В общем - покатился я дальше, - и комната стала двусмысленной, - в сторону смеха, жизни, вроде как, а точнее - того, чем она нам грезится - в мечущихся химерах она летит вместе с нами, бросаясь из стороны в сторону, вскидываясь и искря, словно оторвавшийся от состава вагон, который рано или поздно все равно затормозит или навернется в канаву. Но пока ты еще чувствуешь, что не одинок и, кроме всего прочего, можешь ЕЩЕ И ЧТО-ТО НАПИСАТЬ, отодвинув тем самым еще на грош конец, своей ничтожностью подобный нашим притязаниям, нашим помыслам, желаниям и мечтам. Победой в бойне с листом - заклянешь, обставишь суку-смерть и жизни рассмеешься в лицо, мол - не дожала, не разнесла.
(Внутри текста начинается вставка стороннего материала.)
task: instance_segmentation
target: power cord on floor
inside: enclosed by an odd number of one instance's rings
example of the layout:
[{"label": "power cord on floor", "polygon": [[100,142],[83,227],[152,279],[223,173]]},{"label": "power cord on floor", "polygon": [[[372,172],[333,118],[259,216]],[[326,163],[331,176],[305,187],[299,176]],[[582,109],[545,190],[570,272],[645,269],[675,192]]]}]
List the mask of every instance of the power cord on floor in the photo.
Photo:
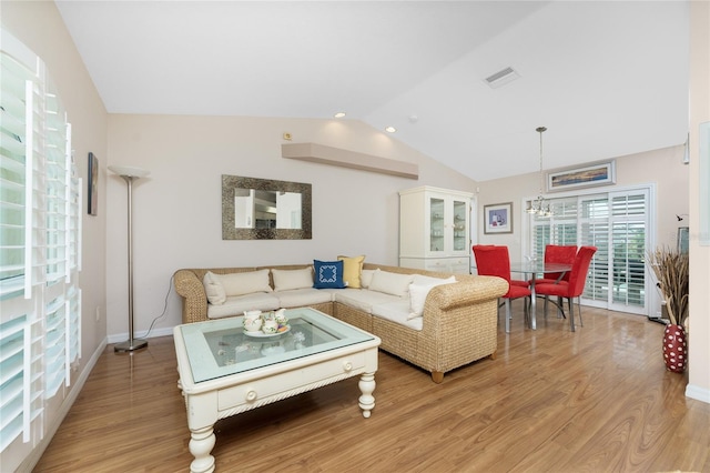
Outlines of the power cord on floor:
[{"label": "power cord on floor", "polygon": [[148,332],[145,332],[145,335],[140,336],[140,339],[148,339],[148,335],[151,334],[151,330],[153,330],[153,325],[155,325],[155,322],[158,322],[160,319],[165,316],[165,313],[168,312],[168,298],[170,298],[170,293],[173,290],[173,276],[170,276],[170,286],[168,288],[168,294],[165,294],[165,304],[163,305],[163,313],[158,315],[155,319],[153,319],[153,321],[151,322],[151,326],[148,328]]}]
Хотя - она не разносит, она все-таки медленно давит, с упоением слушая хриплый хруст, чуть заметно насмехаясь. В этом смысле - сильные мира сего, думающие, что избежали этого - осознанно или нет, уподобились ей, они так же ПОДМИНАЮТ, но чернилами ты и им утер, на что достопочтенным остается лишь озлобиться и спустить своих шавок, уже с трудом заслуживающих даже жалости - моральных калек, страждущих по куску этого окаменелого пирога с опарышами, но не желающих понять, что никто ничего не получит. Ни они, ни их хозяева - никто. Каждый все так же будет творить свое вожделенное одно и тоже, каждый все так же, как и его сосед, жена, родитель, брат - будет изо дня в день совершать то, в однообразии чего он даже не сможет поймать хоть что-то, что можно вспомнить, и положительное будет выражено лишь незначительными колебаниями отрицательного - в большую степень. Редко - почти никогда - нас будет касаться неуловимый и тут же исчезающий шлейф осознания, от чего мы будем сходить с ума, обреченные блуждать на веки вечные, изуродованные догадками...
И тогда смерть все-таки имеет еще одно преимущество, кроме окончания мук - она неповторима и потому - не вызывает тоски...
А потом будут смех, издевки и плевки в лицо, и ты даже не узнаешь - от кого, потерявшись среди возможных исполнителей. И я не буду...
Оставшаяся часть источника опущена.